I was supposed to start training in January.  I tried for a month or so and then I decided I had plenty of time so why hurt myself?  Next thing I knew, it was June.   I got winded running to the mailbox.  During the summer I ran as often as I could, hating almost every minute of it.   

So here we were in Orlando, with four days to get ready for the race.  Here’s what happened.  Pam and I sat by the pool on Wednesday and then treated ourselves to a lovely dinner and a fireworks display.  We did a training run Thursday morning at 7:30 am.  Having never run in such humidity, I was pretty sure my lungs were going to come out my nose.  Then we spent the rest of the day in two Disney Parks (the men met us mid-day) and enjoyed a late dinner.   On Friday, we made sure we were amongst the first to arrive at ESPN Sports Center to pick up our race packets, as we needed to go and conquer both parks at Universal.  After that we went to Disney Village and then enjoyed another late dinner.  At this point, I figured that having aching feet was part of the training prep for seasoned runners.  I was wrong.  No one else had aching feet.
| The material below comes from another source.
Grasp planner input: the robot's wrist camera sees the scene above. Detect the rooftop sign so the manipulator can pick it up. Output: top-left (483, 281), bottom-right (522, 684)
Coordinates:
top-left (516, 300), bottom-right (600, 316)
Saturday arrives and we head back to ESPN to get ready for the race.   After two hours of listening to peppy Disney cast members leading everyone in song and dance, we were corralled to our various areas.  My group started at 10:20 pm.    Within a few minutes of running, I felt a searing pain run up my right Achilles tendon.  This was a tad concerning as I ruptured my left one six years ago.   Luckily, after two miles, my legs were numb so the pain was gone.

At around mile 3, I just started to run as hard as I could.  I may not have run like the wind, but certainly like a small draft.  Soon enough, we entered Animal Kingdom and I could see the relay line where Brian was waiting to start his leg of the race.  Once he took off, I crossed my finish line and a medal was placed over my head.  How I love bling!!!!  I got in line to get my picture taken with my medal. 

Then something unexpected happened.  I started to cry.  Whilst the first 40 years of my life were pretty darned charmed, the past six have not been much of a picnic.  I’m certainly not complaining, as I know life happens to everyone.  I cried for the daughter I miss terribly and for the daughter who dances en pointe despite toes curled by a cruel disease.  I cried for our parents’ health struggles and for my 97-year old grandmother who lies patiently waiting for God to call her home.   

I didn’t realize how much of myself was invested in this race until it was over.  I left Florida on Sunday feeling grateful for all of the blessings I do have – family that loves me, children that still need me, friends who support me in ways that I will never be able to repay. 

The most important result of this adventure is that it is my turn to set the dare.    So, Mark, here it is.  All four of us will run the full 13.1 miles next year but this time, you will be wearing a tutu and wings.  I get to pick the color.